Style Switching
1 Jul. 2008
Smashing mag just wrapped up a contest with a nice article on style switching. This is something I've been thinking about a lot lately as an interesting solution to dealing with sites that contain a massive amount of data. In particular, it seems to me that the problem with such sites is twofold - the most obvious is that you must cram a lot of info into a small space, but the second is that the user must also be especially engaged to wrap their head around such quantities, regardless of the badassness of the design. So I've been thinking about the possibility of style switching as a solution to this.

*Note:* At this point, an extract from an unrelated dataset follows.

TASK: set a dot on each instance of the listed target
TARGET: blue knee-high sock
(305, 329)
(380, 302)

In the Smashing mag contest, most of the switchers changed the background of the site they were placed on. But I'm thinking, what about completely changing the layout of the site altogether? In this way, users could choose not just a color scheme that they find pleasing, but an actual structure that is logical and intuitive. Since each user will find something slightly different to be intuitive, the possibilities are endless. Even more so if you allow users to upload their own skin (a bit like the good ol' CSS Zen Garden, but done so that the user's choice of stylesheet sticks with them throughout the entire site) or choose from an entire library of uploaded skins. Skins could even be shared across similar types of site, so, for example, if there was a consortium of libraries involved, they could coordinate their markup and share the skin library so that researchers could get data laid out in the same way from site to site.